O programa educativo português foi selecionado como um caso de sucesso de inclusão digital.

O Apps for Good Portugal é um programa educativo tecnológico e21m que jovens criam aplicações para resolver problemas da sociedade. Acaba de ser distinguido pela Comissão Europeia (CE) que o considerou um caso de sucesso no domínio da inclusão digital, pela transformação que implementou no ensino das capacidades digitais.

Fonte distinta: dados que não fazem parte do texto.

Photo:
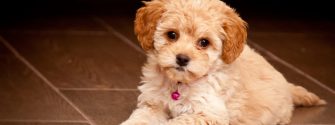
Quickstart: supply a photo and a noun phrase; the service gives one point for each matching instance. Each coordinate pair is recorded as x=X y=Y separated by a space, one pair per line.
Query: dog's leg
x=147 y=116
x=302 y=97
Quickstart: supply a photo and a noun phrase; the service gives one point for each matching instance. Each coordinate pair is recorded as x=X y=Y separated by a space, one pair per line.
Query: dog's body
x=204 y=58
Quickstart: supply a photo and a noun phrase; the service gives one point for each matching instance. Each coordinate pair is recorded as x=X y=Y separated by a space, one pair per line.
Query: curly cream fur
x=226 y=83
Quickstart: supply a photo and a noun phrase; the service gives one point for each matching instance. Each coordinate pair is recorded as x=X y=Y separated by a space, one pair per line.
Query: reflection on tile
x=81 y=61
x=37 y=123
x=105 y=107
x=59 y=23
x=24 y=96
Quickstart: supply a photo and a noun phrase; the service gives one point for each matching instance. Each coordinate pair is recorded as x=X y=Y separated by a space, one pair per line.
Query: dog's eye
x=172 y=35
x=203 y=43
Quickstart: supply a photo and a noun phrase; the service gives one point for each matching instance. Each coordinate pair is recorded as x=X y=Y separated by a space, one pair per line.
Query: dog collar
x=175 y=95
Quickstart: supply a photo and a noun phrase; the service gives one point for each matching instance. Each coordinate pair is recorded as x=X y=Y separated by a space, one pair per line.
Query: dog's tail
x=302 y=97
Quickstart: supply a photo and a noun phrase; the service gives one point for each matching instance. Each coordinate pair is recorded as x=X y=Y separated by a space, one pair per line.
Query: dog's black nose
x=182 y=60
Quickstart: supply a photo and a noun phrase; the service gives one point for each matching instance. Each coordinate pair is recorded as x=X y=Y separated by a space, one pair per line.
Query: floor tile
x=312 y=53
x=52 y=22
x=105 y=107
x=81 y=61
x=310 y=115
x=24 y=96
x=37 y=123
x=307 y=44
x=124 y=24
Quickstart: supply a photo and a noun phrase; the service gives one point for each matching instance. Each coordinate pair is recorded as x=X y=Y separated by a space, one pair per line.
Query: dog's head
x=189 y=36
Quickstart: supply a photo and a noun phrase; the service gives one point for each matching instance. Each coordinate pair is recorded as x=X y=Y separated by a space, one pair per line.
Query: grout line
x=41 y=121
x=276 y=58
x=118 y=34
x=45 y=80
x=96 y=89
x=67 y=32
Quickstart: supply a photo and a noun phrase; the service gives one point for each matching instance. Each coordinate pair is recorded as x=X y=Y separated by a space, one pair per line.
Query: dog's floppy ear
x=235 y=36
x=146 y=22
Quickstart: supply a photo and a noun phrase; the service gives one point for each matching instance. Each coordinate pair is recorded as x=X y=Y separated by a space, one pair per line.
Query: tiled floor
x=83 y=70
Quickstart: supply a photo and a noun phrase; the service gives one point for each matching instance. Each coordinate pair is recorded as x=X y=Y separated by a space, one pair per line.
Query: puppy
x=199 y=70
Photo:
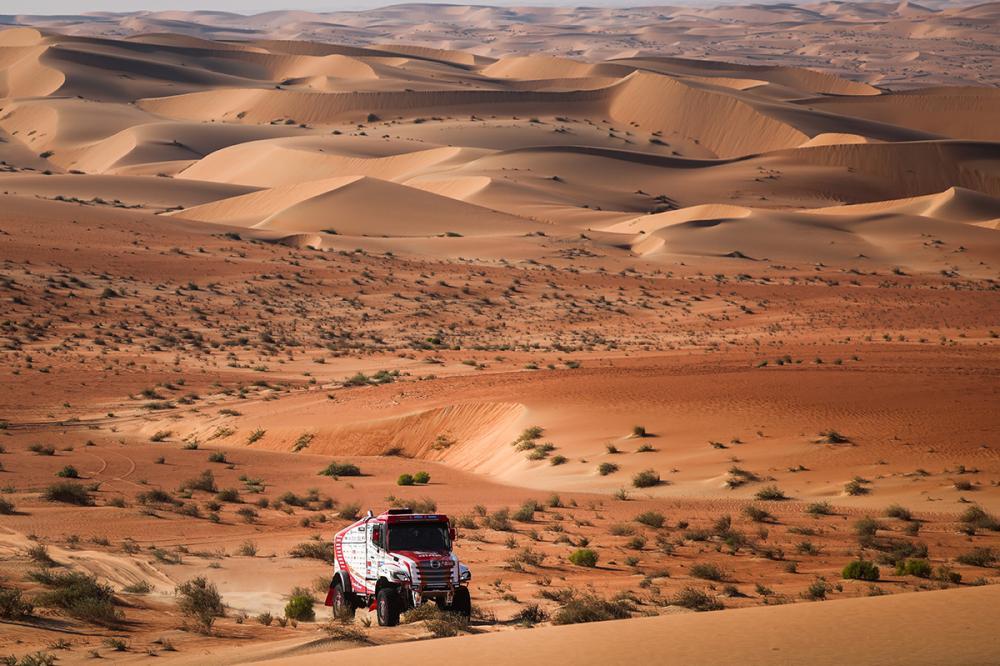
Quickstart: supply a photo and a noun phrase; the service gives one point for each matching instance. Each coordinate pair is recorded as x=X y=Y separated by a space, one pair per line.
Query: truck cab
x=396 y=561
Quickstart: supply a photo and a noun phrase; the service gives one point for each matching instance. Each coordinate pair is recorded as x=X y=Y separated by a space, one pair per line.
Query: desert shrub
x=819 y=509
x=156 y=496
x=315 y=550
x=12 y=605
x=204 y=481
x=695 y=599
x=231 y=495
x=300 y=606
x=530 y=615
x=336 y=469
x=498 y=520
x=866 y=528
x=79 y=595
x=590 y=608
x=978 y=557
x=898 y=512
x=707 y=571
x=977 y=517
x=860 y=570
x=914 y=567
x=771 y=493
x=651 y=519
x=947 y=575
x=757 y=515
x=831 y=436
x=201 y=603
x=816 y=591
x=646 y=479
x=69 y=493
x=139 y=587
x=607 y=468
x=584 y=557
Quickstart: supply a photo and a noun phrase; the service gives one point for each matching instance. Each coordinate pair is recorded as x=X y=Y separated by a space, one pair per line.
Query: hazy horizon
x=249 y=7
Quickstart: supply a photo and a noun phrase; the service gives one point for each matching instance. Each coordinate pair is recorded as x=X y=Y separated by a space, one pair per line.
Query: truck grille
x=432 y=578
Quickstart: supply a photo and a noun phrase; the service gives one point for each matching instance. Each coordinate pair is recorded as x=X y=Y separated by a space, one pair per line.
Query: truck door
x=374 y=554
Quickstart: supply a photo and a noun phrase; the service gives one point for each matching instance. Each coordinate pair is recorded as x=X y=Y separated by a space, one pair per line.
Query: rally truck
x=396 y=561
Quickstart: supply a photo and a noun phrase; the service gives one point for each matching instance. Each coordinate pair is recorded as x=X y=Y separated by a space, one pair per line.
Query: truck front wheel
x=389 y=606
x=461 y=603
x=342 y=606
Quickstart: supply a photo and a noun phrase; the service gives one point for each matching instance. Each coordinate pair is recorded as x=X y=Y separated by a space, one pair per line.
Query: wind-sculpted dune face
x=670 y=309
x=399 y=141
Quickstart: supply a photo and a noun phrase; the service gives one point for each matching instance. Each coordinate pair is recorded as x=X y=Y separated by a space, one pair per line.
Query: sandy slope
x=729 y=247
x=951 y=627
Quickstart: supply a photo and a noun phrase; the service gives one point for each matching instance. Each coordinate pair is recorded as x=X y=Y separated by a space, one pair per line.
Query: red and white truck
x=396 y=561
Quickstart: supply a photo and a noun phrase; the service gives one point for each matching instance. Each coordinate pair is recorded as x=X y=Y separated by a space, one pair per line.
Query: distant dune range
x=665 y=156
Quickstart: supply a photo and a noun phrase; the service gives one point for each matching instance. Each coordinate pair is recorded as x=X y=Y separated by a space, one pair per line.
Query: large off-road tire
x=461 y=603
x=389 y=605
x=342 y=603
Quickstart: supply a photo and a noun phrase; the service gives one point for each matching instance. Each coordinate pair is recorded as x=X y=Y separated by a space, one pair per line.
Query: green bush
x=12 y=606
x=204 y=481
x=978 y=557
x=300 y=606
x=69 y=493
x=697 y=600
x=898 y=512
x=341 y=469
x=860 y=570
x=978 y=518
x=707 y=571
x=646 y=479
x=771 y=493
x=79 y=595
x=651 y=519
x=584 y=557
x=201 y=603
x=757 y=515
x=914 y=567
x=590 y=608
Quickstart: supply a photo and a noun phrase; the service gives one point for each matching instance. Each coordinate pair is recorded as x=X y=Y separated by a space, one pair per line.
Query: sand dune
x=936 y=627
x=707 y=290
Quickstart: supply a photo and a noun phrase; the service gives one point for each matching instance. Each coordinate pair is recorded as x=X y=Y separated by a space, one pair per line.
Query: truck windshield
x=419 y=536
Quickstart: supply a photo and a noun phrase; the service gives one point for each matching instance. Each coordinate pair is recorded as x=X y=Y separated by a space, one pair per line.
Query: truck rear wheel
x=389 y=606
x=461 y=603
x=342 y=606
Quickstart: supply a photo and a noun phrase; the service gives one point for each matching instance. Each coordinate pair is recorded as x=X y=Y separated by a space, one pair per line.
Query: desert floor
x=539 y=278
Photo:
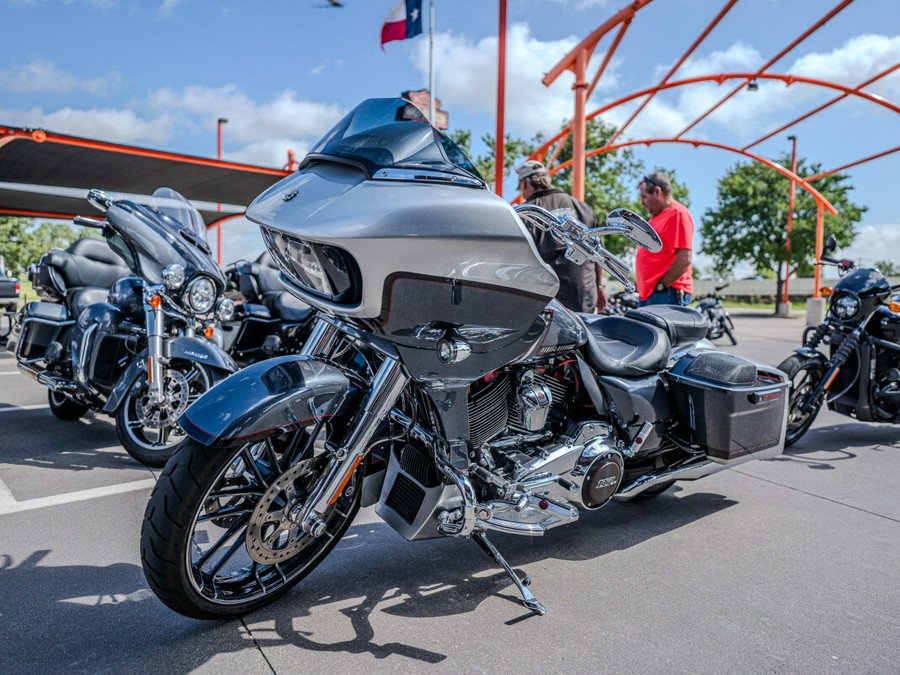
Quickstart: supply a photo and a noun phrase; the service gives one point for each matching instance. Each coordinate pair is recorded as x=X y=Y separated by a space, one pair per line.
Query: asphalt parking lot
x=787 y=565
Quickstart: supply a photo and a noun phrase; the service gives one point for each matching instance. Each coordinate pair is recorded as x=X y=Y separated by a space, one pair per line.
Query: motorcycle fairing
x=283 y=393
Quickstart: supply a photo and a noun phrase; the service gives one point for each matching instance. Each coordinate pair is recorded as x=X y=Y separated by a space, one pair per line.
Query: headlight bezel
x=200 y=294
x=845 y=306
x=323 y=270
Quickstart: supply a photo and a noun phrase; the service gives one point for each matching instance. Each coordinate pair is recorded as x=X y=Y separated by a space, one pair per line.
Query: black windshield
x=385 y=133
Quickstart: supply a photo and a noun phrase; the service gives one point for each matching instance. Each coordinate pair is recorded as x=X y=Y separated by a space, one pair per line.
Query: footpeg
x=528 y=599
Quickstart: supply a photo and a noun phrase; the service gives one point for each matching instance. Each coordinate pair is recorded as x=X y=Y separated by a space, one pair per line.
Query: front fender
x=277 y=394
x=199 y=351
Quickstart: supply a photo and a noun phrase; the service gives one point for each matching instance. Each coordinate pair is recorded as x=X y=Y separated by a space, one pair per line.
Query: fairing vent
x=488 y=410
x=418 y=464
x=405 y=498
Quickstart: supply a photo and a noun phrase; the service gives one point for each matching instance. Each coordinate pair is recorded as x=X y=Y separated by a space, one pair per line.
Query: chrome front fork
x=155 y=327
x=386 y=387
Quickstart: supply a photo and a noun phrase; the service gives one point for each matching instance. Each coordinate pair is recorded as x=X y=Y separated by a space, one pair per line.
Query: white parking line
x=8 y=503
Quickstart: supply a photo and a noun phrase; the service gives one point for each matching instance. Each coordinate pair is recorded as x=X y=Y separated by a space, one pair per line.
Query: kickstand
x=527 y=598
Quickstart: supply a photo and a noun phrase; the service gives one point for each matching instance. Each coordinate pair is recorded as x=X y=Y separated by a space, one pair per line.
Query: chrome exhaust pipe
x=56 y=383
x=701 y=468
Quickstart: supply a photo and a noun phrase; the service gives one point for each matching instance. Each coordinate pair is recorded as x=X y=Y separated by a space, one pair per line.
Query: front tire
x=218 y=538
x=149 y=431
x=64 y=407
x=804 y=374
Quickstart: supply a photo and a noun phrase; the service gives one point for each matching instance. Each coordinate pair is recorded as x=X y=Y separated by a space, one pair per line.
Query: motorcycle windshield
x=381 y=134
x=166 y=232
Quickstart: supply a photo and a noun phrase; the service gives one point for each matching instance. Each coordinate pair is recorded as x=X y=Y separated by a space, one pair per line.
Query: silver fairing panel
x=415 y=229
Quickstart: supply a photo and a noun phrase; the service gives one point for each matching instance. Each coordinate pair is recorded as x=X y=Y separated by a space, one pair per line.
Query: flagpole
x=500 y=144
x=431 y=62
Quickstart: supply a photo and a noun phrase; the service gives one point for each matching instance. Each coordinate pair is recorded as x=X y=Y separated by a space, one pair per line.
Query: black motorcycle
x=268 y=320
x=719 y=319
x=860 y=375
x=442 y=383
x=137 y=349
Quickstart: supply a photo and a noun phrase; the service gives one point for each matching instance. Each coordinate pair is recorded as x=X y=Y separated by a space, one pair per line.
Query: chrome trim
x=425 y=175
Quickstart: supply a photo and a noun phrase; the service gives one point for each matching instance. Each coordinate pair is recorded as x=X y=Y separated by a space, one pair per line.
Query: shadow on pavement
x=97 y=619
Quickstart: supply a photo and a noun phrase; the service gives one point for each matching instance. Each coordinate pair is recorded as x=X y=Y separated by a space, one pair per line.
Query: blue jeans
x=667 y=297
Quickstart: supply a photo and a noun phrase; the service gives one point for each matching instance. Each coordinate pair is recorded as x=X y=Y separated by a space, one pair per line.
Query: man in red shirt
x=665 y=278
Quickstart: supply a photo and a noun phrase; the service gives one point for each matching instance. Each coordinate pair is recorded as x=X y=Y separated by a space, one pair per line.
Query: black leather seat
x=681 y=324
x=80 y=299
x=87 y=262
x=620 y=346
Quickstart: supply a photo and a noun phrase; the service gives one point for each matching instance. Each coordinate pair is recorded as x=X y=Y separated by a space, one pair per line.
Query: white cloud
x=119 y=126
x=854 y=62
x=40 y=75
x=466 y=74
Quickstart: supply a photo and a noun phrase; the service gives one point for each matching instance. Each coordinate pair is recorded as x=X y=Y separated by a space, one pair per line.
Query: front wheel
x=220 y=534
x=148 y=430
x=804 y=374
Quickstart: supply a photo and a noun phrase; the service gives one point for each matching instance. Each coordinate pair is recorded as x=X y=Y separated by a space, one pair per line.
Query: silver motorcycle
x=441 y=384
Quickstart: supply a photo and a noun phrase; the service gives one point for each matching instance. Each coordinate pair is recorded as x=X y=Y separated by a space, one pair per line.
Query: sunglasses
x=650 y=181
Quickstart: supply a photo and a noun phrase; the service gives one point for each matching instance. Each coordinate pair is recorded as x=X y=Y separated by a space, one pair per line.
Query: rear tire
x=804 y=374
x=64 y=407
x=218 y=539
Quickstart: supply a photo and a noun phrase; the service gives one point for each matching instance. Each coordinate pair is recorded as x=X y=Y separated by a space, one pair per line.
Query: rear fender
x=275 y=395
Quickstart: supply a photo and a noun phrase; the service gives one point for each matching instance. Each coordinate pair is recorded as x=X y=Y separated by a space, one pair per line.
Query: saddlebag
x=42 y=323
x=730 y=407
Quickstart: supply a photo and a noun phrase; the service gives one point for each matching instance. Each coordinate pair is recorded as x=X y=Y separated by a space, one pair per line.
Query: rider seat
x=681 y=324
x=620 y=346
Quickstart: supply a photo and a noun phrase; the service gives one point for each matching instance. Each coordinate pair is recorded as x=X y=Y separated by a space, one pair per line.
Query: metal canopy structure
x=48 y=175
x=576 y=61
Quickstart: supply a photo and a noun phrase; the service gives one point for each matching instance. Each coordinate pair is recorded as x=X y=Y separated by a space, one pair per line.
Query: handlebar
x=96 y=223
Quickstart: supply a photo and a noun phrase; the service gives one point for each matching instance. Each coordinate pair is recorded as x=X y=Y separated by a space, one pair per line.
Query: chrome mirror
x=631 y=225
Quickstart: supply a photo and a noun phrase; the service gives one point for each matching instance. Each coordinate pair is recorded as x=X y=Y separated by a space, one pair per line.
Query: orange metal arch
x=720 y=78
x=787 y=173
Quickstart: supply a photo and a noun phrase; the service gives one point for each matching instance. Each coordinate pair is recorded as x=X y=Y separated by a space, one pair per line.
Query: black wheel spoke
x=251 y=463
x=234 y=548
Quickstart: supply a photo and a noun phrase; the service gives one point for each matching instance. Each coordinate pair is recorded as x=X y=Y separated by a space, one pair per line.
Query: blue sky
x=159 y=73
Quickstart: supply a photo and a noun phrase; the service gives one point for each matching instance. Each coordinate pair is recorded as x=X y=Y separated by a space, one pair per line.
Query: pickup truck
x=9 y=292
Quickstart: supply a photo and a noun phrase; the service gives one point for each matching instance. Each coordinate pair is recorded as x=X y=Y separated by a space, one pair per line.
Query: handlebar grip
x=83 y=221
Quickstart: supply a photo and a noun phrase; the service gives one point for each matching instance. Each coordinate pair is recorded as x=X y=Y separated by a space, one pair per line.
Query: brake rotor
x=272 y=536
x=176 y=391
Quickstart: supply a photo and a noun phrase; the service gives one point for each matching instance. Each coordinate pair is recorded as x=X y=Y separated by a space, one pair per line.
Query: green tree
x=484 y=162
x=749 y=221
x=22 y=242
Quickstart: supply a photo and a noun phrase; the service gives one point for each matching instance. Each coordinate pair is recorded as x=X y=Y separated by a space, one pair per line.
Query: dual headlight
x=200 y=294
x=845 y=306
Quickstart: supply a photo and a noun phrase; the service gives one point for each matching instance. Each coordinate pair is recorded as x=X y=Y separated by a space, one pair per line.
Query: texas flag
x=404 y=21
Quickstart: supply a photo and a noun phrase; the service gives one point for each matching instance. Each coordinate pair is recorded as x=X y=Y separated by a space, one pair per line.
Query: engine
x=530 y=447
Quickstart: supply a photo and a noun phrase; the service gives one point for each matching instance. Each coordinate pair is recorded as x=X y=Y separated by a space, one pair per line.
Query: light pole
x=219 y=124
x=786 y=302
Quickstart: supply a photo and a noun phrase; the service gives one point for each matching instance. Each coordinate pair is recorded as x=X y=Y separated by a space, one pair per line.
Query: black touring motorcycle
x=860 y=375
x=441 y=382
x=134 y=349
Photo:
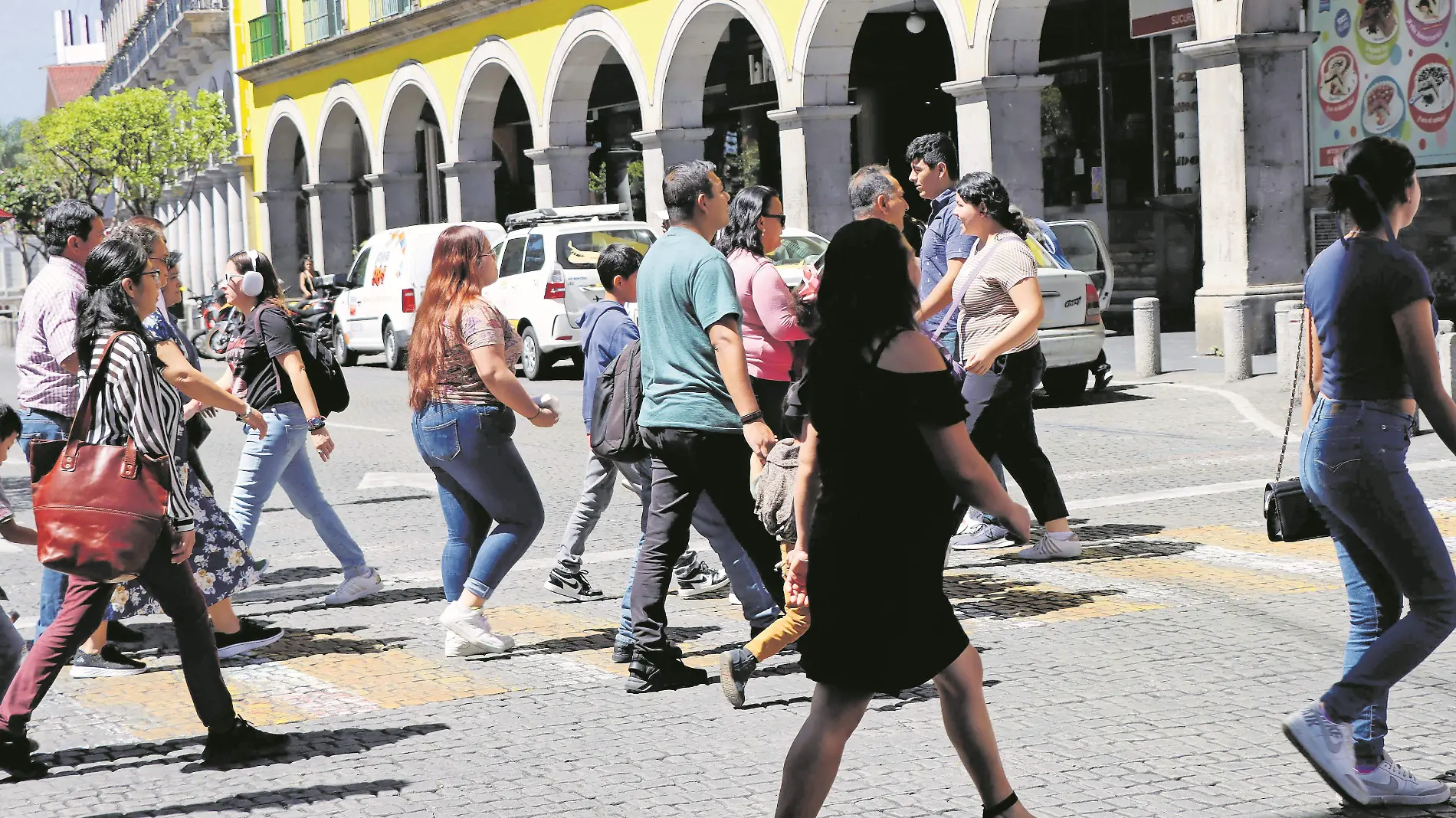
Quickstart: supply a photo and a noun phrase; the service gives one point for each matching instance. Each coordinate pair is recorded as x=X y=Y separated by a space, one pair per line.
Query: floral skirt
x=221 y=564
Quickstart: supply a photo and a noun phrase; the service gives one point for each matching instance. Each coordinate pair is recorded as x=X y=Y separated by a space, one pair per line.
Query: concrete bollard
x=1286 y=336
x=1238 y=358
x=1148 y=336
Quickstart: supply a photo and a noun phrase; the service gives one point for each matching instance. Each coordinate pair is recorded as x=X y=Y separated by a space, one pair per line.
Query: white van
x=376 y=309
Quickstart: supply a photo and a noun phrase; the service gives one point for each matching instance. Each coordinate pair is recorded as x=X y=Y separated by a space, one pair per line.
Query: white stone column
x=1254 y=168
x=471 y=191
x=815 y=153
x=561 y=175
x=999 y=124
x=661 y=150
x=331 y=226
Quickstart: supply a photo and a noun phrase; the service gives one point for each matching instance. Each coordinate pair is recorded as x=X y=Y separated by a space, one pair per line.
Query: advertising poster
x=1382 y=69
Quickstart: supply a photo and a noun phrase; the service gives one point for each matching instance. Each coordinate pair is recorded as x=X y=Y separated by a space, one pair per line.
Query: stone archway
x=497 y=124
x=415 y=142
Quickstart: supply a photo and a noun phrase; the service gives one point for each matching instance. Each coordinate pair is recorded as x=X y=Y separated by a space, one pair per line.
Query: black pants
x=1006 y=428
x=771 y=402
x=684 y=465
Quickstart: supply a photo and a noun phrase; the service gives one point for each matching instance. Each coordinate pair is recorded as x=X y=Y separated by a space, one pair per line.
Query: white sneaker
x=472 y=627
x=1392 y=784
x=1050 y=548
x=1328 y=747
x=356 y=588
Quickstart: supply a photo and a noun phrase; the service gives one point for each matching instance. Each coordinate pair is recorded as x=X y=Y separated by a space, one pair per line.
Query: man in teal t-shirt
x=699 y=417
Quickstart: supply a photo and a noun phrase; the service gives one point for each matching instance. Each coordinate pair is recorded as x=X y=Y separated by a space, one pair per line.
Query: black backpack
x=616 y=407
x=325 y=376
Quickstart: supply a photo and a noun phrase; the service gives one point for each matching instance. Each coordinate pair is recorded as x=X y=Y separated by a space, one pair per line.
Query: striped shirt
x=47 y=335
x=986 y=306
x=136 y=402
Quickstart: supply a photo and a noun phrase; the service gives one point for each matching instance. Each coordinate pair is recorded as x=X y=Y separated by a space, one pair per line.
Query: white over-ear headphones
x=252 y=283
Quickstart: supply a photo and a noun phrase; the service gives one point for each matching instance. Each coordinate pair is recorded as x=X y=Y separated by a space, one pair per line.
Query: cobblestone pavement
x=1142 y=680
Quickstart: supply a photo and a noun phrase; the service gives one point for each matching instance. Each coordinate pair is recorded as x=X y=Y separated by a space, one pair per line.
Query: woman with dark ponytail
x=1372 y=363
x=1001 y=307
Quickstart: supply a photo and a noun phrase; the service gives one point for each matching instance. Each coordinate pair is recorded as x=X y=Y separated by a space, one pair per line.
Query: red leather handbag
x=100 y=510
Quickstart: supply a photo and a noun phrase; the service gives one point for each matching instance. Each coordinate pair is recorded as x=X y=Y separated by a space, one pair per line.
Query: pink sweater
x=769 y=318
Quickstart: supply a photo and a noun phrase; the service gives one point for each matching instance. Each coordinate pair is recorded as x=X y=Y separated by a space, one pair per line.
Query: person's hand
x=795 y=578
x=982 y=362
x=182 y=546
x=760 y=438
x=546 y=418
x=322 y=443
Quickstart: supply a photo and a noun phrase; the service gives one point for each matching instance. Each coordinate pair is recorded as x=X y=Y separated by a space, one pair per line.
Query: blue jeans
x=743 y=575
x=482 y=479
x=284 y=459
x=45 y=425
x=1353 y=469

De acordo com a Comissão Europeia, este programa educativo ilustra “o desenvolvimento exponencial de novas plataformas e métodos de treino e aprendizagem oferecidos por agentes externos à educação convencional. Novas formas de parceria entre agentes escolares, e entre agentes públicos e privados, estão a rejuvenescer currículos, a experimentar novas ligações entre disciplinas e já a demonstrar um impacto positivo na empregabilidade”.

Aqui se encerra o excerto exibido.